# OS 10.4.8 and Safari



## Cyril (Jan 24, 2007)

I am running Mac OS 10.4.8, Safari has stopped working. I am unable to log on to any Web Page. Originally it started getting slower and slower. now it has stopped altogether. leaving the message" Safari can’t open the page.
Safari could not open the page “http://www.bordernet.com.au/” because the server stopped responding. 

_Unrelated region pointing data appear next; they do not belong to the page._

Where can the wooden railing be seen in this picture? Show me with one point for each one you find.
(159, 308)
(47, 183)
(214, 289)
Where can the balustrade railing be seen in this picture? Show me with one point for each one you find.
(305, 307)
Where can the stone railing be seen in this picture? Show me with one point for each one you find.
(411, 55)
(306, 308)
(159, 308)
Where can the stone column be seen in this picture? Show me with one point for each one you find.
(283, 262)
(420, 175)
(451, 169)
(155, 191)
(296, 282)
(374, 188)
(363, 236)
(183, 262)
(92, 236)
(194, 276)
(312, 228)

I have talked with the Service provider, they don't have any answers and I have tried a number of things that people have told me, all to no avail. I see people mentioning similar problems but to date I haven't seen anyone saying much more than it is a problem with Safari. I would like to be able to fix it if there is a way. Any ideas. thanks
Cyril


----------



## sinclair_tm (Mar 11, 2005)

have you tried any other web browsers?


----------



## Cyril (Jan 24, 2007)

*Mac 10.4.8 and Safari*

Yes, I don't have any problem with Firefox, Opera or Netscape.
Cyril


----------



## sinclair_tm (Mar 11, 2005)

have you reset safari yet? or repaired disk permissions?


----------



## Cyril (Jan 24, 2007)

*OS 10.8.4- Safari*

Yes I have rest & repaired permission


----------



## sinclair_tm (Mar 11, 2005)

does your safari have a debug menu?


----------



## Cyril (Jan 24, 2007)

Don't know about any debug. However, Serendipity has played a part. I asked to do a check on the Internet. It told me all was working OK, then it asked me if I wanted to do a manual set up, I thought I might as well have a look. Just then I got called to do something away from the computer. When I came back 10/15 mins later. It told me that I needed to restart the computer. I did that and since then it is all working fine. Hmmm! Not sure about anything.


----------